Désormais membre de la Nouvelle Banque de Développement (NBD) des BRICS, l’Algérie accède à de nouvelles opportunités, notamment un financement élargi et un renforcement de sa position géopolitique. Cette adhésion présente également des défis, tels que l’ajustement aux priorités des autres membres. Traditionnellement réticent à l’endettement extérieur, notre pays peut maintenant bénéficier de cette coopération, en finançant ses propres projets tout en maintenant ses équilibres financiers. Pour maximiser ces avantages, il devra adapter ses politiques économiques. Une stratégie de réformes ciblées permettra au pays de surmonter les défis liés à cette participation au capital de la banque des BRICS. Dans cet entretien Mohammed Krim,  haut cadre de l’Etat, M. Krim Mohammed a dirigé un établissement financier spécialisé dans le leasing. Il a aussi occupé le poste de directeur Central chargé de la réalisation et la mise en œuvre du projet phare lié au système de paiement de sasse et de la monétique nationale et internationale. Il détient un diplôme d’Etudes Supérieures Banque et une Post-Graduation Spécialisée en Management Bancaire il est également enseignant à l’école supérieur de banque.

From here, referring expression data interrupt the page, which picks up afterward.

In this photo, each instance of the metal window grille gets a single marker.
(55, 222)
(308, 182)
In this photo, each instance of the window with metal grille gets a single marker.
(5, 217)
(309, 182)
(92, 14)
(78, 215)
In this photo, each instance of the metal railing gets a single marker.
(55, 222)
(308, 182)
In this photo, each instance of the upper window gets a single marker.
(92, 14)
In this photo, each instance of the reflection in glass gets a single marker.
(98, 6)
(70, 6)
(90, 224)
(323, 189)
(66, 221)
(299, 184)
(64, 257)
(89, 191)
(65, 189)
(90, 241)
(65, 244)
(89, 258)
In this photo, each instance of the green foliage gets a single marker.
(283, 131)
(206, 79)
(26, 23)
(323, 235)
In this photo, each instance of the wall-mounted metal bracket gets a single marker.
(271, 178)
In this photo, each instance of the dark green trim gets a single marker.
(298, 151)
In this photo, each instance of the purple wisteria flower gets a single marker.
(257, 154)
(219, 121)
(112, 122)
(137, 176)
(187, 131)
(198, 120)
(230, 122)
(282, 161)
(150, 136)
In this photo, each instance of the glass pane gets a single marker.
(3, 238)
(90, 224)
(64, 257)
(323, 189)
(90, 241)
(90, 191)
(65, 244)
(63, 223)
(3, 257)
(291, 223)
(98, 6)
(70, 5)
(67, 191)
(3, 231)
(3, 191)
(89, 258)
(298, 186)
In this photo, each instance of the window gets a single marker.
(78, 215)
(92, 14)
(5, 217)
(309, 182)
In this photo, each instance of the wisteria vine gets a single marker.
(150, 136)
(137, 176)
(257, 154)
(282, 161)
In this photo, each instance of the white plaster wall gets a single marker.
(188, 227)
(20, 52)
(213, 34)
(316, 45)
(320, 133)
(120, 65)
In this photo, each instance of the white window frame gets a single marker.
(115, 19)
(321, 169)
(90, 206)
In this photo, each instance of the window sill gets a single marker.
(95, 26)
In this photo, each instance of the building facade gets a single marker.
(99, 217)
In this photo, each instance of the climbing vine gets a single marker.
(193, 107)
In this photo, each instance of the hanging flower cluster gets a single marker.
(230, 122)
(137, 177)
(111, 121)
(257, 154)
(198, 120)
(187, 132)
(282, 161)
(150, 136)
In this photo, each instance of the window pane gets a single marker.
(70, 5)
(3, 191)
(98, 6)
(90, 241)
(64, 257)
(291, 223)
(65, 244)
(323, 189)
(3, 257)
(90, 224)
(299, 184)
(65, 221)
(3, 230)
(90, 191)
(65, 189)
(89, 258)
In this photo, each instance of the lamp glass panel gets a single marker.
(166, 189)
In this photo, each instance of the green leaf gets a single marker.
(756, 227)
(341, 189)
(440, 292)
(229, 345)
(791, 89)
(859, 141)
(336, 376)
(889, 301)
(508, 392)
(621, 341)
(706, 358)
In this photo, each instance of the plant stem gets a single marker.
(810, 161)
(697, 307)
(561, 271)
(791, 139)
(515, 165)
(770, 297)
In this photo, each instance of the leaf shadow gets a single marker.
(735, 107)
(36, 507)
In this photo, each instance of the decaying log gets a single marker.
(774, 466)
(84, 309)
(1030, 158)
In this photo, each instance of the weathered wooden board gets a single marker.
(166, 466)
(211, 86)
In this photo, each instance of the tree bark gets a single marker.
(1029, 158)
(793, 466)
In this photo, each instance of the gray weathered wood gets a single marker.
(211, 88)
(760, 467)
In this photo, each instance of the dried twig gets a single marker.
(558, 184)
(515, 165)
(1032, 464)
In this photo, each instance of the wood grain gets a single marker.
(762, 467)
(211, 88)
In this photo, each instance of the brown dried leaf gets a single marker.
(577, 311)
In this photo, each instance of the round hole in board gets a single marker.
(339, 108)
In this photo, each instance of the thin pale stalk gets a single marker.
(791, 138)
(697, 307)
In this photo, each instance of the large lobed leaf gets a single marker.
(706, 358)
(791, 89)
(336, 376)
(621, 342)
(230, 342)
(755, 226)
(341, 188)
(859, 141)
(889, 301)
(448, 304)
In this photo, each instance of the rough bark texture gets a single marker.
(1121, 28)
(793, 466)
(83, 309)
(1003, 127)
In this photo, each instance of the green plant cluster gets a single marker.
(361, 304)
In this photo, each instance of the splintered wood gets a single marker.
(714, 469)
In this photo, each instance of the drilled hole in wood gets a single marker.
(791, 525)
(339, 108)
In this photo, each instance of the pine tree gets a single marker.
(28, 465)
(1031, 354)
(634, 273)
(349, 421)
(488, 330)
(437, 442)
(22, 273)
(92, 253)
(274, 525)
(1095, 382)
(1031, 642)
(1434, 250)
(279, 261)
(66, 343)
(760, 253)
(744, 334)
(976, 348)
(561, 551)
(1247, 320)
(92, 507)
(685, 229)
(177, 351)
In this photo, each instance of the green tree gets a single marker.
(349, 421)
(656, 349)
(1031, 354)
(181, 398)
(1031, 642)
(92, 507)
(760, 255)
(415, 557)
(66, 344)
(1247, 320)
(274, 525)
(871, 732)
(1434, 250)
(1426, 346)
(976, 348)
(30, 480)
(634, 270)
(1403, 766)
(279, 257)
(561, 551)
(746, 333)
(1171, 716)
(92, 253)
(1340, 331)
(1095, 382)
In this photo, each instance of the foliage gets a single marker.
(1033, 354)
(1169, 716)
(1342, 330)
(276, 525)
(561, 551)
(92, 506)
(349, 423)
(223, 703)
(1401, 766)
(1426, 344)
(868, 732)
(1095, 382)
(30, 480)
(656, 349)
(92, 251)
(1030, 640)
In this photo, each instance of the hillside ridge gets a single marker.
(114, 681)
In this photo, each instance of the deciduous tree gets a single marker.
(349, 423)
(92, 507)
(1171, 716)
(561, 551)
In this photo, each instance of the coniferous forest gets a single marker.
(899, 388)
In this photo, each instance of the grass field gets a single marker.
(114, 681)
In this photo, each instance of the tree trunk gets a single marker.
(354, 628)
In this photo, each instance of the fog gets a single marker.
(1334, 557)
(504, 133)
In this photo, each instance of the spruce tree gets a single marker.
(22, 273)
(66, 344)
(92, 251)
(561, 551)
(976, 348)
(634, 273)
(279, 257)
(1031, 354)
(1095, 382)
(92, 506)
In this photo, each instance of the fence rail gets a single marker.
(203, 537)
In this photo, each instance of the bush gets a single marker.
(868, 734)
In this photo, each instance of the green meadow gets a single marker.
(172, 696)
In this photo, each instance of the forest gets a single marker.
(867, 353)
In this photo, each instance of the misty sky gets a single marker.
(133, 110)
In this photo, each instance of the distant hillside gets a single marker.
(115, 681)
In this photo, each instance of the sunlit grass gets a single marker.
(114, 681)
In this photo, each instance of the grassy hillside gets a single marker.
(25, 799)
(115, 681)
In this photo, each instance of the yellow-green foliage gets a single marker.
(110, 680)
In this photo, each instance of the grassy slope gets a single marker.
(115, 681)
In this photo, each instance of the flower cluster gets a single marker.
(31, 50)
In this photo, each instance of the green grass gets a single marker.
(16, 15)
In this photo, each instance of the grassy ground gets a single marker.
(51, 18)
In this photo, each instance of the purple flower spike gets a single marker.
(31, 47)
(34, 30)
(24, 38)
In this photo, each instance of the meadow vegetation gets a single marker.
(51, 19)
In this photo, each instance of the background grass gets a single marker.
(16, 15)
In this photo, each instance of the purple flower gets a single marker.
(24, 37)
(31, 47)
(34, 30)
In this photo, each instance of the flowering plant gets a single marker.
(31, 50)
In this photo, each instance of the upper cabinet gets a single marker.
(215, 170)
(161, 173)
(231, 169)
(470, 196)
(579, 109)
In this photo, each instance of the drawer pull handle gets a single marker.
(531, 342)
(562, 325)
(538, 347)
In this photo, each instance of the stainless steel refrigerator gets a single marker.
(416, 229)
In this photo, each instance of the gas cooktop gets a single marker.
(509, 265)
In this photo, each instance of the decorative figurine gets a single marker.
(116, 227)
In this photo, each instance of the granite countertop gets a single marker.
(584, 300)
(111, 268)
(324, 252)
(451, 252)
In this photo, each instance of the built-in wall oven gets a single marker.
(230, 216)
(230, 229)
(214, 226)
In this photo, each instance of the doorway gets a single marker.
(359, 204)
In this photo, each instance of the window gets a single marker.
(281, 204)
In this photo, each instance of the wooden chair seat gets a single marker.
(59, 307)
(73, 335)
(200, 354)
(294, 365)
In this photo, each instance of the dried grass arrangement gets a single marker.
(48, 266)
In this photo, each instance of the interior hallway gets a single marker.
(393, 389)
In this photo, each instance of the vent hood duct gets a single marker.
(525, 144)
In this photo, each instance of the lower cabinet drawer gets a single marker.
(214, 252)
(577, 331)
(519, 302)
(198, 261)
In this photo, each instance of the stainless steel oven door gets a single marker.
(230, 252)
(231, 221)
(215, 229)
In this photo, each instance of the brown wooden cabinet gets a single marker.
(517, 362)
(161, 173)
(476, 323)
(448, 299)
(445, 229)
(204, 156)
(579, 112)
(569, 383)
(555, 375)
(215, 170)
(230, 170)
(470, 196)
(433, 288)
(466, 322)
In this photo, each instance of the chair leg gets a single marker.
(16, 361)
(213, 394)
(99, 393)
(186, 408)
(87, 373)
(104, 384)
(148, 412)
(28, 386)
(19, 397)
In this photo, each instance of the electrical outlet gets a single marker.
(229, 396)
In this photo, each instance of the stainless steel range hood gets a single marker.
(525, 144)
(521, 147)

AlgérieInvest : L’adhésion de l’Algérie à la banque des BRICS a été officiellement approuvée. Quelles seront les principales retombées pour notre pays à court et à long terme ?

Mohammed Krim : La participation de l’Algérie au capital de la Nouvelle Banque de Développement (NBD) des BRICS pourrait avoir plusieurs retombées importantes pour le pays :

  • Accès facilité aux financements : En tant que membre contributeur au capital de la NBD, l’Algérie aurait un accès prioritaire aux prêts de cette banque pour financer ses projets de développement. Ces fonds pourraient être utilisés pour soutenir des infrastructures importantes, à l’instar de l’énergie renouvelable, le transport, les technologies de l’information et d’autres projets stratégiques nécessaires à la diversification et à la croissance de l’économie algérienne ;
  • Amélioration de la capacité de financement : La NBD est une institution multilatérale qui accorde des prêts à des conditions souvent plus avantageuses que celles proposées par d’autres banques multilatérales ou les marchés financiers internationaux. La participation de l’Algérie dans son capital pourrait donc lui permettre de financer des projets à des taux d’intérêt plus bas et avec des conditions plus flexibles, réduisant ainsi les coûts d’emprunt du pays ;
  • Renforcement des partenariats stratégiques : En devenant actionnaire de la banque des BRICS, l’Algérie pourrait renforcer ses partenariats stratégiques avec des pays membres influents comme la Chine, la Russie, l’Inde, le Brésil, et l’Afrique du Sud, etc. Ces relations renforcées pourraient aboutir à des investissements bilatéraux, à des accords commerciaux, et à des partenariats dans des domaines comme l’énergie, l’industrie et l’agriculture ;
  • Diversification des sources de financement : La participation dans le capital de la banque permettrait à l’Algérie de diversifier ses sources de financement au-delà des institutions financières traditionnelles dominées par l’Occident, comme le FMI et la Banque mondiale. Cela offrirait à l’Algérie une plus grande flexibilité et une indépendance dans ses choix économiques et de développement ;
  • Accès aux devises internationales : En tant qu’actionnaire de la NBD, l’Algérie pourrait avoir accès à des facilités de change et à des lignes de crédit en devises étrangères, ce qui serait utile pour stabiliser ses réserves de change et faciliter les transactions internationales ;
  • Stimulation des investissements étrangers directs (IED) : La participation à la NBD pourrait encourager les investisseurs des pays des BRICS à investir en Algérie, en raison de la perception d’un environnement d’affaires plus stable et des liens institutionnels renforcés avec ces économies. Cela pourrait également aider l’Algérie à attirer davantage d’investissements dans des secteurs clés tels que l’industrie, les mines et les services financiers ;
  • Renforcement de la position géopolitique : L’Algérie pourrait utiliser sa position de contributeur au capital de la NBD pour accroître son influence géopolitique dans la région et dans les forums internationaux. Cette influence renforcée pourrait lui permettre de mieux défendre ses intérêts économiques, politiques, et de sécurité sur la scène mondiale.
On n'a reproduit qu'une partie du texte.